Before the coronavirus, the Arkansas Small Business and Technology Development Center at the University of Arkansas operated as a “one-stop shop for startups and existing for-profit businesses,” as the center provided consultation and workshops for the establishment and growth of small businesses, offering service in eight Arkansas counties. However, after the global pandemic that ravaged the economy, the center launched the Small Business Emergency Assistance program and started to offer help in another way.
“Small businesses are the bread and butter of America,” Mary Beth Brooks, director of the University of Arkansas Small Business Technology Development Center told Arkansas Money & Politics. “Over half of our population works for a small business. This comes out of the hope coronavirus doesn’t permanently change the landscape of America’s small businesses.”

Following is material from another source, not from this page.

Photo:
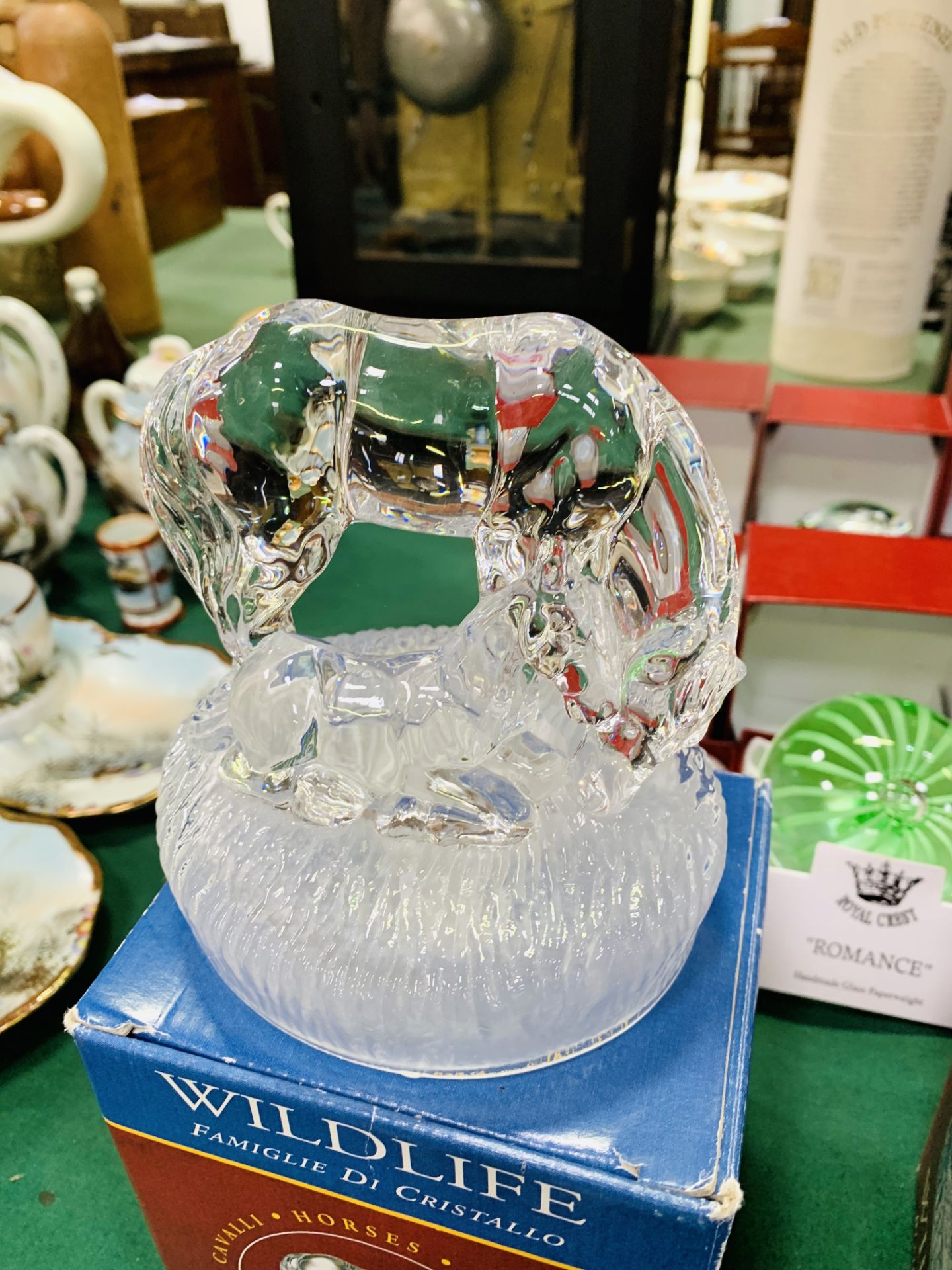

Created in just eight days, the Small Business Emergency Assistance program launched on March 31. Since then, they have garnered 551 active clients, 223 of which signed up since the launch. One of the biggest components to the program is their help in securing small businesses Paycheck Protection Program loans, successfully ensuring more than $9.9 million in loans so far.
In addition, the Small Business Emergency Assistance program has created groups of like-minded business owners, allowing them to have a place for questions and advice amongst businesses in their markets. They have also conducted research to provide a better understanding of how a small business might pursue reopening in the state.
“The Walton College and McMillon Innovation Studio did a great consumer sentiment survey, which now has 2,000 survey results and 100 personal phone calls in the past month,” Brooks said. “A marketing professor analyzed all of it and came up with a game plan for restaurant owners. It gives them a lot of insight on what people are feeling about reopening in our region.”
The Small Business Emergency Assistance program also offers financial reviews, one-on-one counseling, business planning and other services – all of which are free. The program, which was funded by a grant provided by the Walton Family Foundation, is part of the partnership between the University of Arkansas Small Business and Technology Development Center and the Northwest Arkansas Council.